Grain Snippet: Australian Wheat Takes a Breath, Eyes on the Skies

October saw the wheat market regain some strength, with Adelaide APW1 prices edging up by around $5/MT for the month to-date, while Portland APW1 gained about $10/MT. The market has been mainly supported by a weaker Australian dollar and increasingly dry conditions since September. However, upward momentum has been partly capped by abundant global wheat and corn production.

The AUD/USD pair has retraced from its previous high of 0.67 USD to 0.65 USD since late September, providing support for the SA and VIC wheat markets. The recent weakness has occurred amid a widening interest rate differential, as markets anticipate RBA easing while the US maintains a more hawkish stance. The currency’s decline has been further supported by renewed US–China trade tensions in recent weeks, driving investors toward the US dollar as a safe haven amid rising economic uncertainty.

The SA and VIC wheat markets have been weighed down in 2025 by higher year-on-year production. According to ABARES, SA and VIC wheat production are forecast at 4.2 MMT and 4.0 MMT respectively, up 1.5 MMT and 0.5 MMT year-on-year. The revision reflects better seasonal conditions compared to last season. Nevertheless, since September, southeastern Australia has experienced increasing dryness, supporting both local basis levels and the local wheat cash market. The Adelaide basis has increased by 32 USc/bu to a historically strong 70 USc/bu since late September, while the Portland basis has risen by 37.5 USc/bu to 88 USc/bu. Looking at weather forecasts for the latter half of October, above-average rainfall is anticipated across most of southeastern Australia, providing a timely moisture boost ahead of harvest.

Globally, abundant wheat production has been pressuring both global wheat futures and the Australian wheat market, indicating no significant supply shocks are on the horizon, despite the below-average season locally. The International Grains Council (IGC) expects major wheat exporters to maintain ample production, estimated at 409 MMT, an 8.6 MMT increase from the previous projection. This brings total production to 22 MMT higher than last season and 20 MMT above the five-year average. With higher production, ending stocks for wheat exporters are forecast at 68 MMT, up 4.2 MMT year-on-year and 4 MMT above the five-year average.

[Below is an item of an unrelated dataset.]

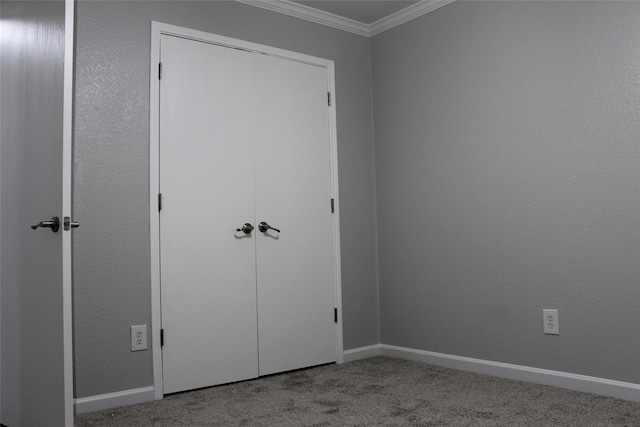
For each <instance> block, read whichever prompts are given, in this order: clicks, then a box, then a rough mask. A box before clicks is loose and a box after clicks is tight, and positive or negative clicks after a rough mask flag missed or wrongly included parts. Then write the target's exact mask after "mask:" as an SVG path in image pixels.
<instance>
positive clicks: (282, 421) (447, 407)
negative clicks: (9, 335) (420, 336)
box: [75, 357, 640, 426]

On the demand side, major wheat importers continue to lag behind their normal import pace, which is also putting pressure on the global wheat market. From June to September, Morocco’s wheat imports were 7% lower year-on-year, while Egypt’s 2025 imports to date are 34% lower than last year. China was a major wheat importer in previous seasons (such as 13.6 MMT of wheat imports in 2023/24). However, with ample domestic wheat production in both the 2024/25 and 2025/26 seasons, China’s wheat import demand has dropped significantly. In the current 2025/26 season, China is expected to import a modest 6.2 MMT of wheat.